Singer scrambled to find a film to accompany the musical performance in the 30 hours leading up to the event, describing the task as the most creative aspect of the process. Alfred Hitchcock’s “Premonition” proved to be an uncanny choice for animating the political themes that Singer is exploring.
The 1955 episode created a feverish and surreal narrative framework for the music as pianist Kim Stanger, portrayed by John Forsythe, returns from Paris seeking to reunite with his estranged father. His family and friends seem deeply uncomfortable to see him and tell him that his father died four years ago of a heart attack while playing tennis, but the story doesn’t add up and Forsythe’s character tumbles into a psychological rabbit hole trying to unravel the contradictions.
Although The World In Sound 1965 provided the inspiration for the performance, “Premonition” wound up taking a more prominent role, although snatches of the audio news clips cropped up here and there, including President Johnson’s State of the Union (“I propose that we carry out a new program to develop regions of our country that are now suffering from distress and depression; I propose that we make new efforts to control and prevent crime and delinquency; I propose that we eliminate every remaining obstacle to the right and the opportunity to vote.”) amidst the dialogue in “Premonition” and the swell of Singer and Stott’s music.
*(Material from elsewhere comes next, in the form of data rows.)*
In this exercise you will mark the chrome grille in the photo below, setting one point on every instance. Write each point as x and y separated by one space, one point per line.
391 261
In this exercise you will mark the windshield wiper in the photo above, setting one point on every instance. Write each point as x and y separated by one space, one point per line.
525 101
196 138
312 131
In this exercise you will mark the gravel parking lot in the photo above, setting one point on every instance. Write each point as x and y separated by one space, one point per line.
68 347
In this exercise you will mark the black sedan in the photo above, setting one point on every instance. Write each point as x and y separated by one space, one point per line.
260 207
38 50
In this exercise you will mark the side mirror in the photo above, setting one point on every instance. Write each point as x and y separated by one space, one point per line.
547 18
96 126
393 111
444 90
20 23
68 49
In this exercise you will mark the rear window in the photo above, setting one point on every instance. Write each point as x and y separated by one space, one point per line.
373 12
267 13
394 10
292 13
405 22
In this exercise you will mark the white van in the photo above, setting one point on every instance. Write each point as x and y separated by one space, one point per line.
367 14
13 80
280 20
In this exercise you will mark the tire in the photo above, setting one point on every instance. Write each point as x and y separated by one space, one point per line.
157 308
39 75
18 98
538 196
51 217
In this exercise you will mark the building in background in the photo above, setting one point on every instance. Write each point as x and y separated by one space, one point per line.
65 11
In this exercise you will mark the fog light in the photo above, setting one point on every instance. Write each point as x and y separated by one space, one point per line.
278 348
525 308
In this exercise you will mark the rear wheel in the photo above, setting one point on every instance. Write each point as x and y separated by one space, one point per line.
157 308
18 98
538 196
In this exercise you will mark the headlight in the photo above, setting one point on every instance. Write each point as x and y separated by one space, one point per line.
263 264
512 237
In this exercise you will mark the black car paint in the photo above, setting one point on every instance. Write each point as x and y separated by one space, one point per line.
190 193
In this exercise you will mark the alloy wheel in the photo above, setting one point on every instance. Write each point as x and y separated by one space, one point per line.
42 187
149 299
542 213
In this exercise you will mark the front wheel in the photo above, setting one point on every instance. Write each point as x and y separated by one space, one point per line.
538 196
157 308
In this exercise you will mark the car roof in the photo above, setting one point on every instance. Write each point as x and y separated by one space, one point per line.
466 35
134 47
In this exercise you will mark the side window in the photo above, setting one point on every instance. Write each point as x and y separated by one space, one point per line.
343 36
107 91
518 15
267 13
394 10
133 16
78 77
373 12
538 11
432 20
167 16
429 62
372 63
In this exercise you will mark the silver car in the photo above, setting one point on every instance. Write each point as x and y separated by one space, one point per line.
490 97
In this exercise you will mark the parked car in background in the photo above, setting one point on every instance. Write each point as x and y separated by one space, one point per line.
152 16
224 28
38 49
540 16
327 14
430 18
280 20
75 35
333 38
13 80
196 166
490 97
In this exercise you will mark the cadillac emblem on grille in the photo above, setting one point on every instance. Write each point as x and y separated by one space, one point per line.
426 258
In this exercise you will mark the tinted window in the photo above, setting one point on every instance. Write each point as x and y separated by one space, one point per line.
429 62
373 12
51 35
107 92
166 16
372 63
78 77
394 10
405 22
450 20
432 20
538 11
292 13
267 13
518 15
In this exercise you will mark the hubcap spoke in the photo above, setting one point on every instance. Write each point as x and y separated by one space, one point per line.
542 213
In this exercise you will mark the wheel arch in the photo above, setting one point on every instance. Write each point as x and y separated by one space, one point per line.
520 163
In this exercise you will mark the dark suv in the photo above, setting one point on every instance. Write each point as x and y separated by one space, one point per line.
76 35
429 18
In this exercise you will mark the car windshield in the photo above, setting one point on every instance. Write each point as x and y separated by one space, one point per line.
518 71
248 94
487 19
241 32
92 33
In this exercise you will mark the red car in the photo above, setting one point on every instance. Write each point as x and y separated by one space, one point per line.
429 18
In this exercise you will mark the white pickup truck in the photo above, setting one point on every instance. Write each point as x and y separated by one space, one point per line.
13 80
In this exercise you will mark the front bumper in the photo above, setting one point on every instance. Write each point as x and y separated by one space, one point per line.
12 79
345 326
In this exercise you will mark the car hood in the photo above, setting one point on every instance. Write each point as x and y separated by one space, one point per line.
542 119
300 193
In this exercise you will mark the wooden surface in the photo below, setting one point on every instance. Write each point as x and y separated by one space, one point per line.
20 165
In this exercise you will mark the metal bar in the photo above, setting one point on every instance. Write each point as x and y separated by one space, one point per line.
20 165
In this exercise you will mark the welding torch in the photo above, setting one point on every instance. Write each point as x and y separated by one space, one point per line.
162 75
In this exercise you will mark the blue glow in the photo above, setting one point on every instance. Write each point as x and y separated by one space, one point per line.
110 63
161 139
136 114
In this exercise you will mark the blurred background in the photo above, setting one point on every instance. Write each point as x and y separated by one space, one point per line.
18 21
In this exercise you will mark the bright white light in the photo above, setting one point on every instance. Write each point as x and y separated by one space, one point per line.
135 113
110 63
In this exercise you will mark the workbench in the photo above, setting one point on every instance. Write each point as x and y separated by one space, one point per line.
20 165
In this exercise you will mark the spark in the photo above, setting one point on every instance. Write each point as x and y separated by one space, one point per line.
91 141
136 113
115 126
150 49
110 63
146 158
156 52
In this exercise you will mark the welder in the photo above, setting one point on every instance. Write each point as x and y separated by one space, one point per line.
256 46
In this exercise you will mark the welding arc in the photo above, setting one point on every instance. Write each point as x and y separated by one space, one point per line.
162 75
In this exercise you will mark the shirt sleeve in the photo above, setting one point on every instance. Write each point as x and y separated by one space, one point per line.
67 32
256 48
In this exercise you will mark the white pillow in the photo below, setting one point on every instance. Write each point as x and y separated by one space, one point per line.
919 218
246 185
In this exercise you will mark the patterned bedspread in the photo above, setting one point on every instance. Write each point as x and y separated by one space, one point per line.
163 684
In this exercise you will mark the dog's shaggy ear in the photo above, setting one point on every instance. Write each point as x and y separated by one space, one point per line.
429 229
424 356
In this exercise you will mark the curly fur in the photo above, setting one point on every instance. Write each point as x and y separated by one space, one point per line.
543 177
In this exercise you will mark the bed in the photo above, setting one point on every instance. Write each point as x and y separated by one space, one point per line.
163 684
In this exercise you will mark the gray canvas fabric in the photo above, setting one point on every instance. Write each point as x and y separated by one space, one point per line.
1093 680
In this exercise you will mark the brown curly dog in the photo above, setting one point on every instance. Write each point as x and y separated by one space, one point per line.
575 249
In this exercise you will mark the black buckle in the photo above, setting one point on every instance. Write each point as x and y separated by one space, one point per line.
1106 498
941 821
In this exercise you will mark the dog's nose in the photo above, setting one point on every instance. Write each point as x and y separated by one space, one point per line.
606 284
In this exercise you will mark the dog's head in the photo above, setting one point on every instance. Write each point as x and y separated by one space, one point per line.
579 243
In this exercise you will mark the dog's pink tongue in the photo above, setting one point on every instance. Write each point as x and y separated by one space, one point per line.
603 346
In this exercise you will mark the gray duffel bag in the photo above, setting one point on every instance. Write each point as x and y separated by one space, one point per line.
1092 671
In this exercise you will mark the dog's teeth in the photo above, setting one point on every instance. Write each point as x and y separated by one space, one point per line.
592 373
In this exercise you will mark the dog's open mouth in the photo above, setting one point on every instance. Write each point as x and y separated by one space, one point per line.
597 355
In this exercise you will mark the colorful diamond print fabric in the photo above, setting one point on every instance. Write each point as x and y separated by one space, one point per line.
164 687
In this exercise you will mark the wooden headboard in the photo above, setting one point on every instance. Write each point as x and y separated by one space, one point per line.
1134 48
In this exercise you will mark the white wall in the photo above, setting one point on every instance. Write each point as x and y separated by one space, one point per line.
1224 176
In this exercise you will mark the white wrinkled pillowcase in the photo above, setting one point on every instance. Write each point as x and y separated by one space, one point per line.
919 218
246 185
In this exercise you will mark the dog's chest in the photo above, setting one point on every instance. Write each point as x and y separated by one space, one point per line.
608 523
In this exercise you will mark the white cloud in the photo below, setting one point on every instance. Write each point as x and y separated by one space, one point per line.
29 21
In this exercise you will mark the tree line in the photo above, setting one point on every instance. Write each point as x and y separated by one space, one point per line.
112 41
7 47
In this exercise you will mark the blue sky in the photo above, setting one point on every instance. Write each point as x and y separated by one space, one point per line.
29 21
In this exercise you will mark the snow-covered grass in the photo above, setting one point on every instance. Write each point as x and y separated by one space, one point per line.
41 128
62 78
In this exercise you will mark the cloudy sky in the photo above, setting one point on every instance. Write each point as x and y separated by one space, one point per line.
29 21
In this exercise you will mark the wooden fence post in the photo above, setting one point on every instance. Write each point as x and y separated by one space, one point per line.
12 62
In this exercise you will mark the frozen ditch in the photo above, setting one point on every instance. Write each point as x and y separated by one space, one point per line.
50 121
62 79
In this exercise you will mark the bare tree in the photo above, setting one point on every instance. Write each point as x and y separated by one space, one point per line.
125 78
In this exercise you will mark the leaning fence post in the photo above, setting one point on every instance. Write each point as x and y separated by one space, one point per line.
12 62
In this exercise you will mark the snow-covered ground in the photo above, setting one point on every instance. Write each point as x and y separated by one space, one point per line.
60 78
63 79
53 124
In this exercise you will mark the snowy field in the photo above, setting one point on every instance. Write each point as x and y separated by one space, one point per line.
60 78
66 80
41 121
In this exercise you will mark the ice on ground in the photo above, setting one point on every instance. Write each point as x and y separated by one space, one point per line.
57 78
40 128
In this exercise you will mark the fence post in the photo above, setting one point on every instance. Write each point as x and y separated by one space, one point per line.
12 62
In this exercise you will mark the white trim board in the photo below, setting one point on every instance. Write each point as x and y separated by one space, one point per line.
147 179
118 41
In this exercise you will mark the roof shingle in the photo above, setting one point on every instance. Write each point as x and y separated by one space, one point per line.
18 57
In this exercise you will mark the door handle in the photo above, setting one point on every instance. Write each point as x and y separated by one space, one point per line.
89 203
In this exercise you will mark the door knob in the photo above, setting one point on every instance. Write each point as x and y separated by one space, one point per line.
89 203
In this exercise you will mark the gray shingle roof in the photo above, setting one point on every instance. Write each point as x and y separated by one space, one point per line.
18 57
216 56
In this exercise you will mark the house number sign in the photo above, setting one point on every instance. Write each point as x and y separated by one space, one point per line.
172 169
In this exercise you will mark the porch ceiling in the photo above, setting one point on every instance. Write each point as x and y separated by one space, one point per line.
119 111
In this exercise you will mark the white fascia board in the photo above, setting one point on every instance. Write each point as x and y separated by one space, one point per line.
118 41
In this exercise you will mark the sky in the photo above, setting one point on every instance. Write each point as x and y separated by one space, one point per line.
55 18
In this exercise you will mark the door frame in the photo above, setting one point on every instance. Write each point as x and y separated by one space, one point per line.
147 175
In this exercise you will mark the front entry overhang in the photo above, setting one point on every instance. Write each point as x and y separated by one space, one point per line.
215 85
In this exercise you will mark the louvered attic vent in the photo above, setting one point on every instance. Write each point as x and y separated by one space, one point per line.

Singer may have inadvertently upstaged himself by helping to organize a surprise tribute to Matty Sheets, a longtime musical collaborator. As an opening act to the Modern Robot show, about a dozen friends, including Singer, performed covers of Sheets’ songs to the songwriter and bandleader’s delight. The celebratory atmosphere, with Singer and Stott embracing Sheets at the bar during the changeover, carried into Modern Robot’s set. Whether they were in on the conceit or just familiar with their Hitchcock, Sheets and his friends raucously yelled lines of dialogue from the bar during the Modern Robot performance.
Lest there be any misunderstanding that Singer’s choice to highlight the failed Goldwater campaign of 1964 signals a faith that the system will right itself, the artist screened parts of Night of the Living Dead at the beginning of the program. The classic 1968 horror movie directed by George Romero is widely viewed as an allegory for the anxiety provoked by urban rioting during the Johnson administration, which set the stage for a conservative resurgence under the theme of law and order, giving rise to the war on drugs and mass incarceration. And if any proof were needed that political history is cyclical, conservative columnist George F. Will would later write that Goldwater “sensed that he had won the future.” He added, “We — 27,178,188 of us — who voted for him in 1964 believe he won, it just took 16 years to count the votes.”
Which brings us back to the swirling layers of unreality in the disbelief by the modern GOP that Drumpf has taken over their party, and Kim Stanger’s horrific realization about the true circumstances of his father’s death.
“You’ve never been in Paris,” his brother’s wife and his former girlfriend Susan — played by Cloris Leachman — tells him. “You’ve been in a hospital in Arizona.”